One December my husband had a sudden pain in his right knee that made working very difficult and sleep almost impossible. He went to his GP and was told to make an appointment with a traumatologist. He was given the first appointment for March and a prescription for pain-killers until then. Good thing he has a strong stomach. In March the traumatologist just took down information and told him to make an appointment for a special kind of radiological test and another appointment with him to go over the results. And my husband got another prescription for pain-killers. We wandered down to the Radiology Department first and were told we would be called with the exact date of the test, which couldn't be scheduled before October.

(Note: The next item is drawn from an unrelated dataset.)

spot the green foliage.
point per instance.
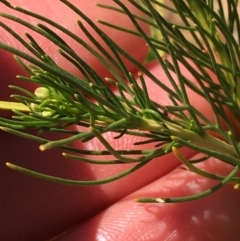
(64, 100)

Despairing, we went back and got an appointment with the doctor in October.

That would bring the total time of diagnosis to about eleven months. Uh uh. We were called with the date of the radiology test and it turned out to be after the appointment with the traumatologist when we were supposed to be given the results. So I went and changed that appointment. The next available date was the following March. There is an office where patients can lodge complaints and that's where I went, explaining that was too long to wait for my husband. Oh, I was given nice words, saying that things would be speeded up, not to worry, etc. I never heard from them again. 

Finally, the day to see the results arrived. By this time, over a year later, the pain had remitted and my husband could work almost normally. The traumatologist (a different one from the one who had taken down the information) said my husband had a broken meniscus. Fixing it would mean shortening my husband's work-life eventually because arthrosis would set in. He advised us that if the pain was not debilitating we should put off surgery for as long as possible. After that, he bid us good day. Over a year to make a simple diagnosis that could have been done in a month or less. Even so, we were lucky.

We have a neighbor who one August was told by his GP to have a certain test done because he had been losing weight and was slightly anemic with no known cause for the anemia. The following June he was told that that test and another he had done were positive for cancer. He had surgery in July. He was lucky the tumor was slowly growing. If it had been aggressive he would have been having conversations with a couple of angels long before being called in for surgery. My father had had cancer over twenty years ago in Boston. His symptoms were acute which ended with him going to the ER. From there they hospitalized him, ran tests, diagnosed, and operated. From the time he was admitted to the time he was sent home surgically cured less than a month had gone by. The angels would have had to wait in my father's case.

I do admit that the Spanish health system can be considered one of the best in the world. Most doctors are some of the best trained in Europe. Everyone is covered and they don't have to pay a dime except for a percentage in the case of prescriptions. Our tax money pays for everything else. But, between the naturally ocurring saturation of the system and the budget cuts that leave us with less medical personnel and crumbling and obsolete infrastructure, the patients end up paying with their time and their health. There have been cases of people on a waiting list that had already died called up to be given their appointments. The problem is that you set out on a journey to restore your health, but you don't know just when that journey will end, or if you reach your destination on time.